The current therapeutic landscape reflects these biological features: antiangiogenic agents and immune checkpoint inhibitors target two defining characteristics of ccRCC—(i) the extensive tumor angiogenesis resulting from VHL-mediated pseudohypoxia and (ii) the pronounced immune cell infiltration that characterizes this subtype. Despite these advances, patient responses remain highly variable, and the molecular determinants of therapeutic sensitivity or resistance are poorly understood. Furthermore, predictive biomarkers successfully applied in other cancers, such as PD-L1 expression or tumor mutational burden (TMB) for immunotherapy response, have not proven effective in ccRCC. As a result, clinicians currently lack reliable tools to predict which patients will benefit from treatment, limiting the ability to personalize therapy and optimize outcomes
Figure 2. The inactivation of VHL is the driver event of clear cell renal cell carcinoma (ccRCC). A) ccRCC are aggressive tumors characterized by homogeneous inactivation of the tumor suppressor VHL; however, other cooperating events are required for tumor development. The most frequent ones are inactivating mutations in chromatin remodeling genes, which have been associated with different ccRCC prognoses and response to drug treatments, as described by us and other groups.

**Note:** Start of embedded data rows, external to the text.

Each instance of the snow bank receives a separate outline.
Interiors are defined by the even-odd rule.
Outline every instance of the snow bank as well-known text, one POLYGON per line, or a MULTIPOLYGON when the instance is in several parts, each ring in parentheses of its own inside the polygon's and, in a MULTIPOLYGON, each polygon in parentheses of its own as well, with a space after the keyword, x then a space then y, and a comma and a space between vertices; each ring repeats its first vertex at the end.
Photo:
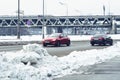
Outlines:
POLYGON ((76 72, 83 67, 120 56, 120 42, 97 50, 73 51, 68 56, 51 56, 38 44, 28 44, 17 52, 0 53, 1 80, 52 80, 76 72))

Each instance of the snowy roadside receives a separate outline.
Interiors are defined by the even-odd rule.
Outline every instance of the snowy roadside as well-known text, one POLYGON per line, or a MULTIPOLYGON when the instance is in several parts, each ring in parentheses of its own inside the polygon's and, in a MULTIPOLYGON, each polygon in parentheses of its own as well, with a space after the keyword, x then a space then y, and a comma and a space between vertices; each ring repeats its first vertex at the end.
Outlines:
POLYGON ((73 51, 64 57, 51 56, 38 44, 28 44, 17 52, 0 52, 1 80, 53 80, 84 67, 120 56, 120 42, 104 49, 73 51))
MULTIPOLYGON (((120 40, 120 34, 109 35, 114 40, 120 40)), ((85 41, 90 40, 92 35, 69 35, 71 41, 85 41)), ((30 36, 21 36, 20 39, 17 39, 16 36, 0 36, 0 45, 14 45, 14 44, 28 44, 28 43, 41 43, 41 35, 30 35, 30 36)))

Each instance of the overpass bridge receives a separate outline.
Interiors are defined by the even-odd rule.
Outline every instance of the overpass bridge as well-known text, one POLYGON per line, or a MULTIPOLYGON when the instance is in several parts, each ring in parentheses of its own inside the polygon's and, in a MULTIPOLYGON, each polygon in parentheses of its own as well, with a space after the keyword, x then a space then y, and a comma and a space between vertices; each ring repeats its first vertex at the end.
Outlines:
MULTIPOLYGON (((120 15, 92 16, 20 16, 21 35, 40 35, 63 32, 70 35, 96 32, 120 33, 120 15)), ((16 35, 17 16, 0 16, 0 35, 16 35)))

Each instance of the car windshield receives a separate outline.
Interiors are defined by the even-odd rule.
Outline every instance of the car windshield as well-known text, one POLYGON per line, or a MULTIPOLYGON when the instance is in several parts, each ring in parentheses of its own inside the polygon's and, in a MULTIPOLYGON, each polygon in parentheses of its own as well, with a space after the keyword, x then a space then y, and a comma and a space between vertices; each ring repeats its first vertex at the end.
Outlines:
POLYGON ((60 33, 51 34, 49 37, 58 37, 60 33))
POLYGON ((93 37, 104 37, 104 36, 106 36, 106 35, 104 35, 104 34, 96 34, 93 37))

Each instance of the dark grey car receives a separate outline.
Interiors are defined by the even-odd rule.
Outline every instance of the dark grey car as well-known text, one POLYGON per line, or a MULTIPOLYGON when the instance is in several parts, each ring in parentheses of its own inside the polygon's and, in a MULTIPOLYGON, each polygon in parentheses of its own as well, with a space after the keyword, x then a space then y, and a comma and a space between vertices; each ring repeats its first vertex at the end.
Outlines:
POLYGON ((91 37, 90 44, 94 46, 98 45, 113 45, 113 39, 106 34, 97 34, 91 37))

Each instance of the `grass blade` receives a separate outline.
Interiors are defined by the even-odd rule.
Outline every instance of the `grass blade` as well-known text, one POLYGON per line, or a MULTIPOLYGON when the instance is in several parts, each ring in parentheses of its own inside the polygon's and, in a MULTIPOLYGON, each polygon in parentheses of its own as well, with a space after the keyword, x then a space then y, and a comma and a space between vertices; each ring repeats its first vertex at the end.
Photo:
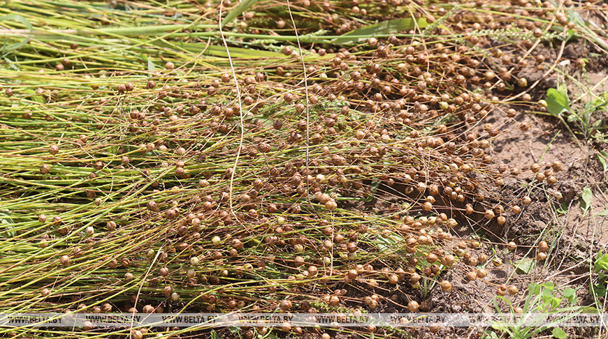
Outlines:
POLYGON ((417 27, 423 29, 426 27, 426 18, 424 17, 421 17, 417 22, 411 17, 394 19, 358 28, 343 34, 340 38, 334 40, 333 42, 338 45, 360 43, 366 40, 372 36, 388 36, 403 31, 409 31, 417 27), (356 38, 351 36, 363 36, 365 37, 359 36, 356 38))
POLYGON ((240 13, 245 12, 249 7, 254 6, 259 0, 245 0, 241 1, 240 3, 234 8, 232 9, 230 12, 228 13, 228 15, 226 15, 226 17, 222 20, 222 24, 220 27, 223 27, 226 25, 226 24, 232 21, 235 17, 240 15, 240 13))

B), The inactivation of VHL leads to an uncontrolled accumulation of hypoxia inducible factors (HIF) 1α and 2α, leading to abnormal angiogenesis, metabolism, and cellular proliferation.

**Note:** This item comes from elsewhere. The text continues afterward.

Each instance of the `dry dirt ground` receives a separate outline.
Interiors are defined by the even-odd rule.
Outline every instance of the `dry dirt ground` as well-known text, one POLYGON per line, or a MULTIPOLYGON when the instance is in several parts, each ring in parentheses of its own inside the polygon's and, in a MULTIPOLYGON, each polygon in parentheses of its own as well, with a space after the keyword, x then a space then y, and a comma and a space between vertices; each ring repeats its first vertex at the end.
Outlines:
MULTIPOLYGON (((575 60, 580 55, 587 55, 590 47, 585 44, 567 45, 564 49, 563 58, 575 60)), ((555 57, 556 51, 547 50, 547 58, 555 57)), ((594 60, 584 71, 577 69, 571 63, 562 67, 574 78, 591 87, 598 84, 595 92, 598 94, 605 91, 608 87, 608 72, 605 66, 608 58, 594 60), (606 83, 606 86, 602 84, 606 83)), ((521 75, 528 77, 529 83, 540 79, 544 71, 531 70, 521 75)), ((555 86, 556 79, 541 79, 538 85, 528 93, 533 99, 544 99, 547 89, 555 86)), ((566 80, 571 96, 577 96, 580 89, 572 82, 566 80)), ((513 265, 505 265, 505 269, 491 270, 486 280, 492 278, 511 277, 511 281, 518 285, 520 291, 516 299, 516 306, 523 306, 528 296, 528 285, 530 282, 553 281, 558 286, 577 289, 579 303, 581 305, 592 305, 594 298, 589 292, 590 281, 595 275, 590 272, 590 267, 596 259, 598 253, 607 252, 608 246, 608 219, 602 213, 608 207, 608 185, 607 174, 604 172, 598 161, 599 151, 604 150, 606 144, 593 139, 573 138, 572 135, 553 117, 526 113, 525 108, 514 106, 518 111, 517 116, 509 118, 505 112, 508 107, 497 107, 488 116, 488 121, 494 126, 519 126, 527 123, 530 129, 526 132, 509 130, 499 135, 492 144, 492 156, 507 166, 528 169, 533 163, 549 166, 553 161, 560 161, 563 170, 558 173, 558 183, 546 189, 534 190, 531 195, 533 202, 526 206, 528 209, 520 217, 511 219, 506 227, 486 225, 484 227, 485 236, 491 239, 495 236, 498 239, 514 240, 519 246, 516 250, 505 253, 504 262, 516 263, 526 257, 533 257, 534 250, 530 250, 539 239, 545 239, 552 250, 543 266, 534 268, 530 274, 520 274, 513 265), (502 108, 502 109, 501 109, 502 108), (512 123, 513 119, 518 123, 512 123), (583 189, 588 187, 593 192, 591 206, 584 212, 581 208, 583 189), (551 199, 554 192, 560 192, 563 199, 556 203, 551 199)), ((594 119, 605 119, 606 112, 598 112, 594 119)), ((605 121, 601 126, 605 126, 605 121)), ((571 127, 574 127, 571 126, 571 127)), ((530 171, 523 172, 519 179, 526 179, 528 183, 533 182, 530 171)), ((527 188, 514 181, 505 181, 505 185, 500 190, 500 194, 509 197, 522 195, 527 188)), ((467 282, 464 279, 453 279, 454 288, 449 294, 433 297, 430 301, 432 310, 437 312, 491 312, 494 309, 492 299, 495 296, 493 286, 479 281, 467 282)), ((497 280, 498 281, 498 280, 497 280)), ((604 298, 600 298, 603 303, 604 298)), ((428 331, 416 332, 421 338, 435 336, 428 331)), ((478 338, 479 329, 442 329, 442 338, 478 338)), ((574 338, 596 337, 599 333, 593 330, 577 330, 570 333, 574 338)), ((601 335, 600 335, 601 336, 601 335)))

Building on our previous findings (part of them presented in Figure 3), we hypothesize that secondary mutations arising after VHL inactivation play a key role in shaping the tumor microenvironment and influencing therapeutic response. Accordingly, our current research investigates how these secondary alterations modulate both the immune and angiogenic landscapes of ccRCC, ultimately affecting sensitivity to antiangiogenic therapies and immunotherapy. In particular, we focus on mutations in the chromatin remodeler genes PBRM1 and KDM5C, given their high prevalence and potential impact on treatment outcomes.

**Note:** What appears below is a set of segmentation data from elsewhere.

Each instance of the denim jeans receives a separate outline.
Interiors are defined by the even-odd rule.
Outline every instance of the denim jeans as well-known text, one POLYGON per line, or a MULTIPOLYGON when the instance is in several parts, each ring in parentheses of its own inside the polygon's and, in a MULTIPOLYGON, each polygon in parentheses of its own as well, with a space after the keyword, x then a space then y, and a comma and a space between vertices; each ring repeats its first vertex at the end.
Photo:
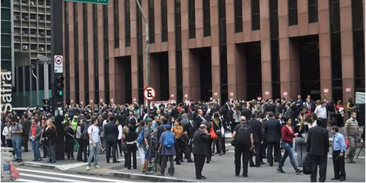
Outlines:
POLYGON ((98 152, 99 151, 99 142, 96 142, 95 147, 93 146, 93 143, 89 144, 89 157, 88 157, 88 166, 92 164, 92 159, 94 157, 94 166, 98 165, 98 152))
POLYGON ((49 156, 49 160, 51 162, 56 161, 56 156, 55 154, 55 144, 51 145, 50 143, 49 147, 48 148, 48 154, 49 156))
POLYGON ((22 138, 13 139, 13 147, 16 154, 16 159, 22 159, 22 138))
POLYGON ((283 149, 285 150, 285 153, 283 154, 283 156, 281 158, 280 163, 278 164, 278 168, 282 168, 283 166, 283 164, 285 163, 285 161, 288 156, 290 157, 290 162, 291 164, 292 165, 294 169, 297 170, 298 167, 296 166, 296 163, 295 163, 295 160, 294 158, 294 154, 292 153, 292 144, 288 142, 284 142, 283 145, 283 149))
POLYGON ((39 140, 32 141, 32 149, 33 149, 33 156, 34 157, 34 159, 41 158, 41 153, 40 152, 39 140))

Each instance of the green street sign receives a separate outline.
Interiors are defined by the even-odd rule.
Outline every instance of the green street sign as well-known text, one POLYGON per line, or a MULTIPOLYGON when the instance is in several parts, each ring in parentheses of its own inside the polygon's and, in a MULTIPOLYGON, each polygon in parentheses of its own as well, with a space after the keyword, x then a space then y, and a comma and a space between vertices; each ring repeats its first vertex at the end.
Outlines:
POLYGON ((109 3, 109 0, 64 0, 65 1, 76 2, 77 3, 87 3, 98 4, 104 5, 108 5, 109 3))

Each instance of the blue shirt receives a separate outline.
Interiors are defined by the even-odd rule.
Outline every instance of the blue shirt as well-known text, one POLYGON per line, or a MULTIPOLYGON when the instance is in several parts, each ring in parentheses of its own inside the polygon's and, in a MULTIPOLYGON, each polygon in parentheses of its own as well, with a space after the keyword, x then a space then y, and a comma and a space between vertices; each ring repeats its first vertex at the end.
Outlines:
POLYGON ((343 135, 337 132, 333 136, 333 150, 341 150, 344 153, 346 151, 346 143, 343 135))

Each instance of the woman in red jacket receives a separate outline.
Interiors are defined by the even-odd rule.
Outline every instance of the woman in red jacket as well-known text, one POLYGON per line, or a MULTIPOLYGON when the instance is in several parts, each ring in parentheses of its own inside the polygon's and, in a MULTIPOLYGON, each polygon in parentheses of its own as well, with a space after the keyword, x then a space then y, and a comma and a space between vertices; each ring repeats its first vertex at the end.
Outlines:
POLYGON ((299 169, 296 166, 296 163, 295 163, 295 159, 294 158, 294 154, 292 154, 292 141, 294 140, 294 138, 297 136, 299 134, 296 133, 294 134, 294 127, 291 126, 291 118, 285 118, 284 121, 286 125, 284 125, 282 127, 281 136, 283 143, 282 147, 285 150, 285 153, 283 154, 283 156, 281 158, 280 163, 278 164, 277 171, 281 173, 285 173, 282 169, 282 167, 283 166, 283 164, 285 163, 286 159, 288 156, 290 157, 290 161, 291 162, 291 164, 292 165, 292 167, 294 167, 294 169, 295 170, 295 172, 296 174, 298 174, 302 172, 302 171, 299 169))

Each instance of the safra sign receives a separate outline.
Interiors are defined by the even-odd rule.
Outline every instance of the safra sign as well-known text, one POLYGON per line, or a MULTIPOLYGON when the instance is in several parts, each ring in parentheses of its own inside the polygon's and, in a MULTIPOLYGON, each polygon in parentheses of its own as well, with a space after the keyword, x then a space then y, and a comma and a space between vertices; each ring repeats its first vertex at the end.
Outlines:
POLYGON ((11 72, 1 72, 1 112, 11 111, 11 72))

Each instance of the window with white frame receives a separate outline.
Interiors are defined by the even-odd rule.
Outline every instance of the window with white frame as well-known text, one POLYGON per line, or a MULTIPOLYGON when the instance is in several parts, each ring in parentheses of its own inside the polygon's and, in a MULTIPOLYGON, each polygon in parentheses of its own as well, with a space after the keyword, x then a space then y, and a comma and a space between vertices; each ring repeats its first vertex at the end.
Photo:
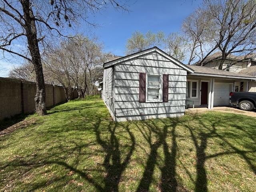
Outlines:
POLYGON ((187 81, 186 86, 186 97, 190 97, 190 82, 187 81))
POLYGON ((198 97, 198 81, 188 80, 186 85, 186 97, 188 98, 197 98, 198 97))
POLYGON ((162 76, 148 74, 146 80, 146 99, 147 102, 160 102, 162 101, 162 76))

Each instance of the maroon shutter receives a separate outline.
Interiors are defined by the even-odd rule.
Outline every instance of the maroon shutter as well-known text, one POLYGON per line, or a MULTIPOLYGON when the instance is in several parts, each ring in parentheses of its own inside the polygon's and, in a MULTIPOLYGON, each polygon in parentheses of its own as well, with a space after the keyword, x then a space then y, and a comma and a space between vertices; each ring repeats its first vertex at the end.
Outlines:
POLYGON ((168 102, 168 82, 169 76, 166 74, 163 75, 163 102, 168 102))
POLYGON ((140 102, 146 102, 146 73, 140 73, 140 102))

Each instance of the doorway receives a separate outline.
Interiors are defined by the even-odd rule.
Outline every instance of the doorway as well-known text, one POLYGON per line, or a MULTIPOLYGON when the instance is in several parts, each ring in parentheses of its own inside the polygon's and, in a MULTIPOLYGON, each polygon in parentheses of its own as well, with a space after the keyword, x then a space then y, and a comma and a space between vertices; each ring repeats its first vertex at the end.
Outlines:
POLYGON ((201 102, 202 105, 208 104, 208 82, 201 82, 201 102))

Figure 3. Genetic alterations and gene expression profiles influence angiogenesis and therapeutic response in clear cell renal cell carcinoma (ccRCC). A) Heatmap showing the expression of 16 angiogenesis-related genes in 93 ccRCC tumors and 8 normal kidney tissue samples, with PBRM1 and KDM5C mutational status indicated in red. B) Response of ccRCC patients to the VEGFR-TKI drug sunitinib (n=343; IMmotion151 clinical trial) according to PBRM1 and KDM5C mutational status, represented as a bar chart. C) Kaplan–Meier curve of progression-free survival (PFS) in patients stratified by PBRM1 and KDM5C mutations. D) PFS of patients with advanced ccRCC treated with the immune checkpoint inhibitor (ICI) atezolizumab plus the antiangiogenic drug bevacizumab, or with sunitinib monotherapy, stratified by PARP1 expression and PBRM1 mutational status. Adapted from Santos et al. 2023 (Am J Cancer Res; PMID: 37293154) and Lanillos et al. 2022 (Eur Urol; PMID: 35688666).